Persönlich oder privat?

Urlaub, Essen, Familie – das sind die Themen, die in den sozialen Netzwerken als privat gelten und gut funktionieren. Kunst, Musik, Religion und die eigene politische Meinung – da kann es schon kritischer werden und kontrovers. Eigene Probleme, Alltagssorgen, Zweifel und Angst – so persönlich zeigen sich im Netz nur wenige.

Wie persönlich bin ich Netz und wie privat? Das darf jeder für sich selber entscheiden, und das ist gut so. Schwieriger wird es für uns, die wir beruflich im Netz unterwegs sind. Und wir, die wir mit unserem Namen für Kirche einstehen, haben es da besonders schwer. Wir wollen den Usern persönlich begegnen, wir stehen ja auch für unsere Sache ein, wir geben der Kirche unser Gesicht. Aber ganz ehrlich: Der private Kontakt im Netz kommt dabei zu kurz.

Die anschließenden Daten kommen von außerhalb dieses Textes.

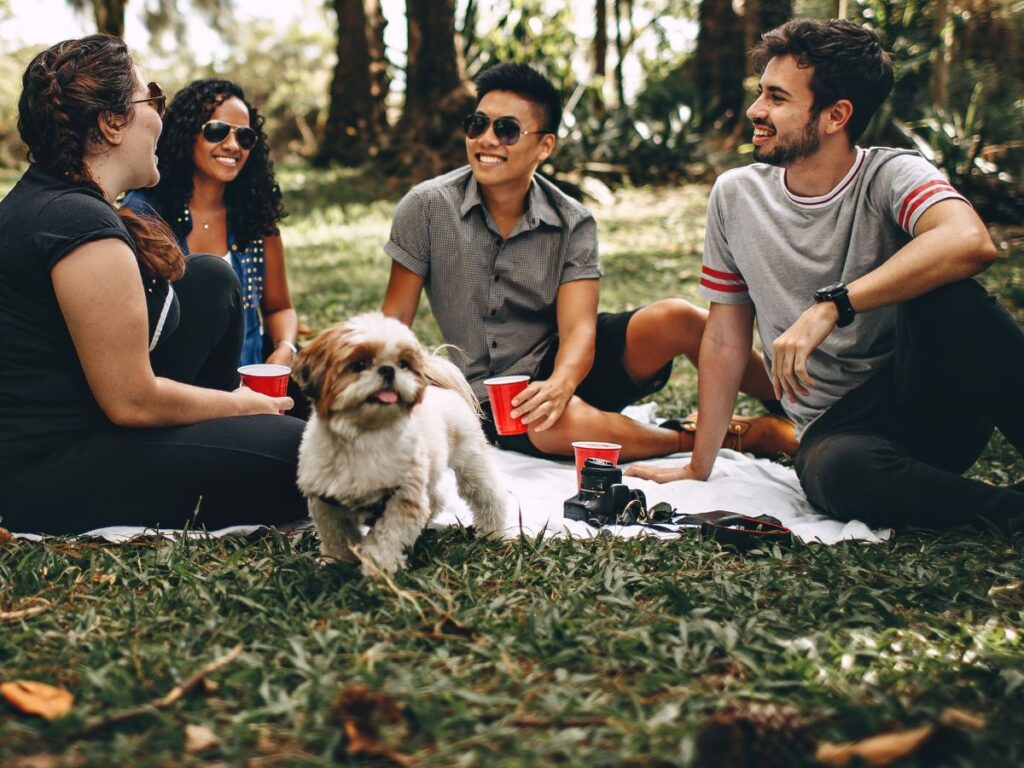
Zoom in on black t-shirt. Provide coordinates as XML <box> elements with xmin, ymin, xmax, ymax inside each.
<box><xmin>0</xmin><ymin>166</ymin><xmax>176</xmax><ymax>462</ymax></box>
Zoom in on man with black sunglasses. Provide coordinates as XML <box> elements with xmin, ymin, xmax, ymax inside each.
<box><xmin>383</xmin><ymin>62</ymin><xmax>795</xmax><ymax>460</ymax></box>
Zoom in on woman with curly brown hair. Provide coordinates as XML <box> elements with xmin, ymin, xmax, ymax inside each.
<box><xmin>125</xmin><ymin>80</ymin><xmax>298</xmax><ymax>374</ymax></box>
<box><xmin>0</xmin><ymin>35</ymin><xmax>305</xmax><ymax>534</ymax></box>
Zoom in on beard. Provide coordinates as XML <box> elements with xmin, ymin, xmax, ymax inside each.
<box><xmin>754</xmin><ymin>116</ymin><xmax>821</xmax><ymax>168</ymax></box>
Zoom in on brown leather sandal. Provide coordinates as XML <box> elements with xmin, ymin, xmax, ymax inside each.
<box><xmin>658</xmin><ymin>411</ymin><xmax>800</xmax><ymax>456</ymax></box>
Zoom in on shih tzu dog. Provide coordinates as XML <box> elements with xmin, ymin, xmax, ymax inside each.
<box><xmin>292</xmin><ymin>312</ymin><xmax>505</xmax><ymax>574</ymax></box>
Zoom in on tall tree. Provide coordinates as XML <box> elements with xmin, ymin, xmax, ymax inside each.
<box><xmin>694</xmin><ymin>0</ymin><xmax>793</xmax><ymax>132</ymax></box>
<box><xmin>68</xmin><ymin>0</ymin><xmax>128</xmax><ymax>37</ymax></box>
<box><xmin>591</xmin><ymin>0</ymin><xmax>608</xmax><ymax>117</ymax></box>
<box><xmin>693</xmin><ymin>0</ymin><xmax>746</xmax><ymax>131</ymax></box>
<box><xmin>383</xmin><ymin>0</ymin><xmax>473</xmax><ymax>178</ymax></box>
<box><xmin>932</xmin><ymin>0</ymin><xmax>953</xmax><ymax>110</ymax></box>
<box><xmin>68</xmin><ymin>0</ymin><xmax>232</xmax><ymax>41</ymax></box>
<box><xmin>316</xmin><ymin>0</ymin><xmax>388</xmax><ymax>166</ymax></box>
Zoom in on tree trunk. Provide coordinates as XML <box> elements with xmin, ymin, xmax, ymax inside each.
<box><xmin>612</xmin><ymin>0</ymin><xmax>633</xmax><ymax>109</ymax></box>
<box><xmin>591</xmin><ymin>0</ymin><xmax>608</xmax><ymax>117</ymax></box>
<box><xmin>92</xmin><ymin>0</ymin><xmax>128</xmax><ymax>38</ymax></box>
<box><xmin>932</xmin><ymin>0</ymin><xmax>952</xmax><ymax>110</ymax></box>
<box><xmin>693</xmin><ymin>0</ymin><xmax>746</xmax><ymax>132</ymax></box>
<box><xmin>316</xmin><ymin>0</ymin><xmax>387</xmax><ymax>166</ymax></box>
<box><xmin>383</xmin><ymin>0</ymin><xmax>473</xmax><ymax>178</ymax></box>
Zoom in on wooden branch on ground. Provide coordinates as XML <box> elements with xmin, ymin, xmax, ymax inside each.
<box><xmin>77</xmin><ymin>644</ymin><xmax>242</xmax><ymax>736</ymax></box>
<box><xmin>0</xmin><ymin>605</ymin><xmax>50</xmax><ymax>624</ymax></box>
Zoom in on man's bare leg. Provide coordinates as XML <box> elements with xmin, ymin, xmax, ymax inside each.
<box><xmin>624</xmin><ymin>299</ymin><xmax>775</xmax><ymax>400</ymax></box>
<box><xmin>527</xmin><ymin>396</ymin><xmax>693</xmax><ymax>462</ymax></box>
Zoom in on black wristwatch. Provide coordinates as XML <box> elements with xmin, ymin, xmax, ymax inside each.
<box><xmin>814</xmin><ymin>283</ymin><xmax>857</xmax><ymax>328</ymax></box>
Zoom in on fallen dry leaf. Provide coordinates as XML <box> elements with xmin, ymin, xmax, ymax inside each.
<box><xmin>431</xmin><ymin>613</ymin><xmax>476</xmax><ymax>640</ymax></box>
<box><xmin>939</xmin><ymin>707</ymin><xmax>985</xmax><ymax>731</ymax></box>
<box><xmin>333</xmin><ymin>685</ymin><xmax>413</xmax><ymax>765</ymax></box>
<box><xmin>185</xmin><ymin>725</ymin><xmax>220</xmax><ymax>755</ymax></box>
<box><xmin>0</xmin><ymin>680</ymin><xmax>75</xmax><ymax>720</ymax></box>
<box><xmin>92</xmin><ymin>571</ymin><xmax>118</xmax><ymax>587</ymax></box>
<box><xmin>0</xmin><ymin>605</ymin><xmax>50</xmax><ymax>624</ymax></box>
<box><xmin>814</xmin><ymin>725</ymin><xmax>935</xmax><ymax>765</ymax></box>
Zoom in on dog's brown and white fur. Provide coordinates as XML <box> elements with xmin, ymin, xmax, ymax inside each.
<box><xmin>293</xmin><ymin>312</ymin><xmax>505</xmax><ymax>573</ymax></box>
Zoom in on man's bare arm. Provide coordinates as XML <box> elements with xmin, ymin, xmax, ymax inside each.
<box><xmin>512</xmin><ymin>280</ymin><xmax>598</xmax><ymax>432</ymax></box>
<box><xmin>772</xmin><ymin>200</ymin><xmax>996</xmax><ymax>399</ymax></box>
<box><xmin>381</xmin><ymin>261</ymin><xmax>424</xmax><ymax>328</ymax></box>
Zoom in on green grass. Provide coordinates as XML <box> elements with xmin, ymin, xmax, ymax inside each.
<box><xmin>0</xmin><ymin>168</ymin><xmax>1024</xmax><ymax>766</ymax></box>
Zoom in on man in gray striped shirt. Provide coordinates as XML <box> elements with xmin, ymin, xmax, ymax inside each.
<box><xmin>630</xmin><ymin>19</ymin><xmax>1024</xmax><ymax>529</ymax></box>
<box><xmin>383</xmin><ymin>63</ymin><xmax>795</xmax><ymax>460</ymax></box>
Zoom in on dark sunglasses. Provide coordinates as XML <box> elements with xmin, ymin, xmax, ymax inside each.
<box><xmin>128</xmin><ymin>83</ymin><xmax>167</xmax><ymax>117</ymax></box>
<box><xmin>202</xmin><ymin>120</ymin><xmax>259</xmax><ymax>150</ymax></box>
<box><xmin>462</xmin><ymin>112</ymin><xmax>555</xmax><ymax>146</ymax></box>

Ich hab auf fast allen Plattformen zwei Accounts: einen dienstlichen und einen „privaten“. Angefangen hat das, weil ich von nichts eine Ahnung hatte und auf dem jeweils anderen Account überprüfen musste, wie was dargestellt wird. Meinen privaten Facebook-Account habe ich sehr gemocht: Dort traf ich Menschen, die mit Kirche nichts zu tun haben. Fotografen-Kollegen, Künstler, Erinnerungs-Menschen. Menschen, die auch mal laut Scheiße sagen, Menschen, die das Leben lieben und die mich liebten, weil ich den Sommer mit Aperol-Spritz feierte.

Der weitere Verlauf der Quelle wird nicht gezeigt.